When you're shooting in panorama mode, you snap your first shot and then simply pan the camera to the side or vertically. Once you start moving the camera, a crosshair guideline appears on the screen, along with a diamond-shaped "target." You simply guide the crosshair to the diamond, and the camera automatically takes the next shot of your panorama--no shutter-button pressing required. The camera's software also stitches the entire panoramic image together inside the SP-590UZ; in many point-and-shoots, you have to use a computer to perform this operation.

Sony Cyber-shot DSC-HX1: Easiest Panoramas Ever

The Olympus SP-590UZ's panorama mode plays almost like a video game, but even it can't match the ease of the panorama feature on the $500 Sony Cyber-shot DSC-HX1, the Sweep Panorama mode. To use it, you press the shutter button once, and then pan the camera slowly across or up and down.
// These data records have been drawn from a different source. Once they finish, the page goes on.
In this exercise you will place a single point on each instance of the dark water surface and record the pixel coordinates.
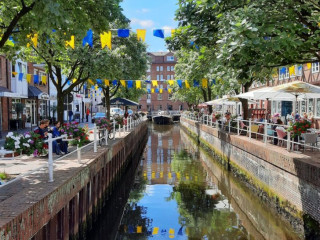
(180, 192)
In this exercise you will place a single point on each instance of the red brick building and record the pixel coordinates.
(161, 69)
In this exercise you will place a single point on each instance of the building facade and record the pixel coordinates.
(309, 73)
(161, 69)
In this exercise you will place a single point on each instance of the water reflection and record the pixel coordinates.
(180, 193)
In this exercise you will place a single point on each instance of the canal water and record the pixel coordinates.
(178, 191)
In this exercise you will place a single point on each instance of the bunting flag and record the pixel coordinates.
(44, 79)
(154, 83)
(130, 84)
(141, 34)
(309, 65)
(28, 78)
(105, 39)
(71, 42)
(171, 82)
(158, 33)
(90, 82)
(20, 77)
(123, 33)
(34, 40)
(36, 79)
(205, 82)
(123, 82)
(138, 84)
(88, 39)
(187, 84)
(292, 70)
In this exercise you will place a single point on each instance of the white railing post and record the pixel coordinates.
(249, 128)
(238, 126)
(106, 136)
(79, 153)
(114, 129)
(95, 138)
(50, 159)
(288, 142)
(265, 131)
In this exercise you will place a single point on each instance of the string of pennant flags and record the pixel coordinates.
(105, 37)
(125, 83)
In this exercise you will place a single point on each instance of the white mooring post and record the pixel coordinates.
(95, 138)
(50, 159)
(238, 126)
(288, 142)
(249, 128)
(79, 154)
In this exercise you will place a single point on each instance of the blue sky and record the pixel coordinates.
(151, 14)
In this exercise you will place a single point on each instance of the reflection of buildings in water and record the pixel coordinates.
(161, 146)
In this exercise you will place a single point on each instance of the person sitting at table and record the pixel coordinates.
(56, 133)
(42, 130)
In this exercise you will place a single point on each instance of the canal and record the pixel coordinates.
(178, 191)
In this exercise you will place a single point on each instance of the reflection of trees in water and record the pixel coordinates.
(198, 213)
(134, 214)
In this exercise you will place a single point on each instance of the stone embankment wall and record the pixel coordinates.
(68, 207)
(287, 181)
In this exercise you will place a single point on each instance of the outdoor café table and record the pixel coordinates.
(3, 152)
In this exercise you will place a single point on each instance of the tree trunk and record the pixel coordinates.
(60, 106)
(244, 102)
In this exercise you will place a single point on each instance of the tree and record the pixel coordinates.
(19, 19)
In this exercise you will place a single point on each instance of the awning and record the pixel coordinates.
(5, 92)
(123, 102)
(34, 92)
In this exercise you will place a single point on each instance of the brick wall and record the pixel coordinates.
(294, 178)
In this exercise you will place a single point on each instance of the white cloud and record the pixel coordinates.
(142, 23)
(143, 10)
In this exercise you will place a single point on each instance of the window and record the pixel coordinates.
(315, 67)
(299, 69)
(170, 58)
(318, 107)
(310, 106)
(283, 73)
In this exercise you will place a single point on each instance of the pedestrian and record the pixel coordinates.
(88, 113)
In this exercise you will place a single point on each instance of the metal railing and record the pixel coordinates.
(130, 125)
(264, 130)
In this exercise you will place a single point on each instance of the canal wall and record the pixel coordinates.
(288, 182)
(69, 207)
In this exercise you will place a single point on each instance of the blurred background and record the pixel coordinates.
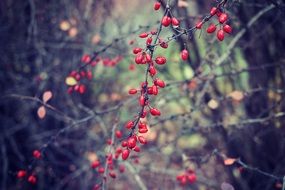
(227, 98)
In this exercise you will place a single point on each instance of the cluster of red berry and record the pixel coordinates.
(78, 76)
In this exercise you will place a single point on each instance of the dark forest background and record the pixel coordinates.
(236, 107)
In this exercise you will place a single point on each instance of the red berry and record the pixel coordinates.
(152, 70)
(160, 60)
(137, 50)
(37, 154)
(142, 100)
(82, 88)
(119, 134)
(139, 59)
(163, 44)
(101, 170)
(82, 73)
(156, 6)
(174, 21)
(221, 35)
(86, 58)
(124, 143)
(132, 67)
(148, 58)
(166, 20)
(109, 141)
(148, 41)
(133, 91)
(159, 83)
(142, 140)
(149, 90)
(179, 177)
(112, 174)
(141, 125)
(122, 168)
(154, 90)
(131, 142)
(89, 75)
(213, 11)
(143, 130)
(184, 55)
(143, 114)
(21, 174)
(32, 179)
(129, 125)
(183, 180)
(77, 77)
(154, 112)
(223, 18)
(153, 32)
(143, 35)
(95, 164)
(227, 29)
(211, 28)
(199, 25)
(192, 178)
(125, 154)
(137, 149)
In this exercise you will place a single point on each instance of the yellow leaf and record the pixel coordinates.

The camera does all the work from there, creating a continuous horizontal or vertical image of up to 220 degrees.

The Cyber-shot DSC-HX1 is a highly versatile megazoom, offering a 20X optical zoom, an adjustable LCD screen, an electronic viewfinder, and 1080p video recording bolstered by stereo microphones.

Canon PowerShot SX200 IS: In-Camera Art School

Creative use of Photoshop can transform everyday snapshots into works of art. But Photoshop is expensive and can be difficult to master. Two fun-to-use scene modes in the Canon PowerShot SX200 IS help you achieve Photoshop-esque trickery without the Photoshop--or the computer.

Color Accent mode lets you select and isolate just one color in your photograph, turning the rest of the image black-and-white. The similar Color Swap mode lets you replace all instances of one color in your shot with a different one. And these nifty tricks aren't limited to still shots; you can isolate and swap colors in the PowerShot SX200 IS's 720p movie mode, as well.